Cold limit: USDA 5-9 (outdoor; very hardy) · RHS H6 (15-27°C)
Watch for — Leggy, bare base: This tall grandiflora can grow leggy with sparse lower growth; prune hard in late winter to encourage bushier, well-clothed canes.
What queen elizabeth rose's hardiness rating actually means
Yes — queen elizabeth rose is genuinely cold hardy. Rated RHS H6 and USDA 5-9 (outdoor; very hardy), it lives outdoors all year and needs winter cold rather than protection from it. Its RHS rating of H6 means: Hardy throughout the UK and northern Europe. On the US scale that maps to USDA 5-9 (outdoor; very hardy) — the zones where it can be left outdoors year-round.
New to these scales? The USDA hardiness zone map explained covers how the zone numbers work, and you can find your own zone with the zone finder.
Minimum temperature — and what happens below it
Minimum survivable temperature is roughly about −20 to −15 °C. Queen Elizabeth Rose is built for winter — once established it takes hard frost and snow in its stride.
Concretely, for queen elizabeth rose as it gets too cold:
- It tolerates winter lows to about −20 to −15 °C once established.
- Below its rated zone, the visible damage is browned or blackened top growth and, in the worst case, a killed crown or root.
- First-year, newly planted, or container-grown specimens are noticeably less hardy than established garden plants — the roots are exposed.
Can queen elizabeth rose go outside or overwinter — and where?
- Plant it out within USDA 5-9 (outdoor; very hardy) and it overwinters with little or no help.
- It does not want to come indoors — a warm winter room actually weakens a hardy plant by denying it dormancy.
- The real risks in its range are waterlogging, wind-rock on young plants, and a late hard frost on new growth — not ordinary winter cold.
Work back from your local frost dates with the frost-date calculator: the last spring frost and first autumn frost are what really decide when queen elizabeth rose can be outside. US growers can check USDA zones; UK growers should use the RHS hardiness ratings, which match the H6 figure above.

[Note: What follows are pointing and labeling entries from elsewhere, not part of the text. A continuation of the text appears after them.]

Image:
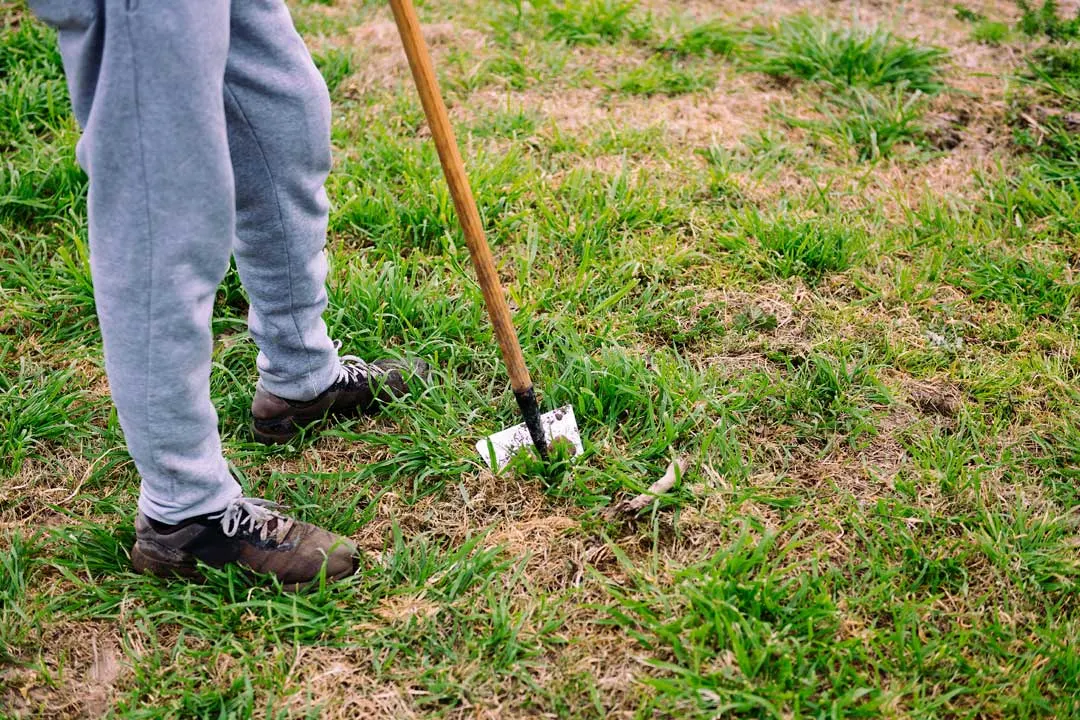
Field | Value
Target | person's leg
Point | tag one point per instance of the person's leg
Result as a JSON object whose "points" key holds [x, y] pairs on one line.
{"points": [[279, 118], [147, 85], [279, 121]]}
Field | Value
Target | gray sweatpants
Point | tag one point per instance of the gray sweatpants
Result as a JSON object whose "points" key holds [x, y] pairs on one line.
{"points": [[205, 132]]}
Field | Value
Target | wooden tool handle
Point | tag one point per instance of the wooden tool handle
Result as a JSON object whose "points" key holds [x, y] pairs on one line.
{"points": [[419, 59]]}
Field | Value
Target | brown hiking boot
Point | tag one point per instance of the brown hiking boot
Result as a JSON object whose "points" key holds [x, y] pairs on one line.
{"points": [[251, 533], [361, 386]]}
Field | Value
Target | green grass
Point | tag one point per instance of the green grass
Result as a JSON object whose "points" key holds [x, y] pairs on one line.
{"points": [[725, 239], [806, 48]]}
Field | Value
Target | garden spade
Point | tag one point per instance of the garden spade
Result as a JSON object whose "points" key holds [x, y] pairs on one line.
{"points": [[539, 430]]}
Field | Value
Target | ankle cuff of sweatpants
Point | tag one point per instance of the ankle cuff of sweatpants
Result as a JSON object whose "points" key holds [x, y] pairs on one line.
{"points": [[304, 389]]}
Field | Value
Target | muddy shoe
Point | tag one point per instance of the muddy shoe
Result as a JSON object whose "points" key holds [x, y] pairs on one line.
{"points": [[361, 386], [248, 532]]}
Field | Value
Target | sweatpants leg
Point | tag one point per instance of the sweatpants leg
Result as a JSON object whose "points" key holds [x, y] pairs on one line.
{"points": [[147, 84], [279, 120]]}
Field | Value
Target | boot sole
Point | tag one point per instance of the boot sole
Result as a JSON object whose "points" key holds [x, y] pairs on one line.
{"points": [[146, 561]]}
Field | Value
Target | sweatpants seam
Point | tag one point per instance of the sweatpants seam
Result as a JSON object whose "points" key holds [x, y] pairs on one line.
{"points": [[281, 221], [149, 428]]}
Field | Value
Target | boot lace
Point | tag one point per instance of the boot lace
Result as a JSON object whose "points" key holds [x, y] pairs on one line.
{"points": [[354, 368], [256, 517]]}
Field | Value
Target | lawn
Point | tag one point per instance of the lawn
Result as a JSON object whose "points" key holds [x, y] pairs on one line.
{"points": [[827, 253]]}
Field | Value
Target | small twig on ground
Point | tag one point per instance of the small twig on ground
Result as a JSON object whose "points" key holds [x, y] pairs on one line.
{"points": [[675, 471]]}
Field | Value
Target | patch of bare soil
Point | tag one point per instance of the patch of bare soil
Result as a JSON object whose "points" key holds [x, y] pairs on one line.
{"points": [[380, 62], [85, 663]]}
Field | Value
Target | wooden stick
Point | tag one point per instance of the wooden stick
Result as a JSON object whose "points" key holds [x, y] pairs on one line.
{"points": [[675, 470], [434, 108]]}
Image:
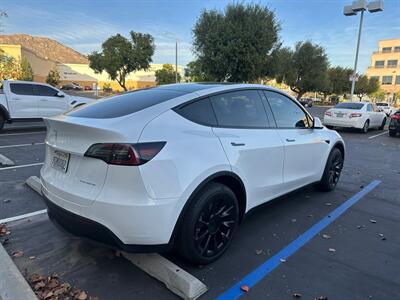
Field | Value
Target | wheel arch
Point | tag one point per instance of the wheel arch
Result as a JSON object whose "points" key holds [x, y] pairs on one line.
{"points": [[227, 178]]}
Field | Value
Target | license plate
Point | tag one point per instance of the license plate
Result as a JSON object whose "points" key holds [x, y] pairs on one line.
{"points": [[60, 161]]}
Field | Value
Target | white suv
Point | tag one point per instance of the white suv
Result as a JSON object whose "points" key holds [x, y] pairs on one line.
{"points": [[181, 164]]}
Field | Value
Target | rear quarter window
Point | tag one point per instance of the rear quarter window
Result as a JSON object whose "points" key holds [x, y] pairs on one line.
{"points": [[199, 112], [125, 104]]}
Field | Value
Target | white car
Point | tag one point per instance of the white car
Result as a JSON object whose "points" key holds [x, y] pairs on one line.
{"points": [[386, 108], [28, 100], [181, 164], [361, 115]]}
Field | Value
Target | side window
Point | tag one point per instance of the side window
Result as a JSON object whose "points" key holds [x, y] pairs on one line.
{"points": [[22, 89], [286, 112], [199, 111], [46, 91], [242, 109]]}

Queen Elizabeth Rose hardiness — frequently asked questions
Is queen elizabeth rose cold hardy?
Yes — queen elizabeth rose is genuinely cold hardy. Rated RHS H6 and USDA 5-9 (outdoor; very hardy), it lives outdoors all year and needs winter cold rather than protection from it. An outdoor plant. Queen Elizabeth Rose is hardy across USDA 5-9 (outdoor; very hardy); it belongs in the ground or a frost-proof container, not on a windowsill, and many types actively need a cold winter to perform.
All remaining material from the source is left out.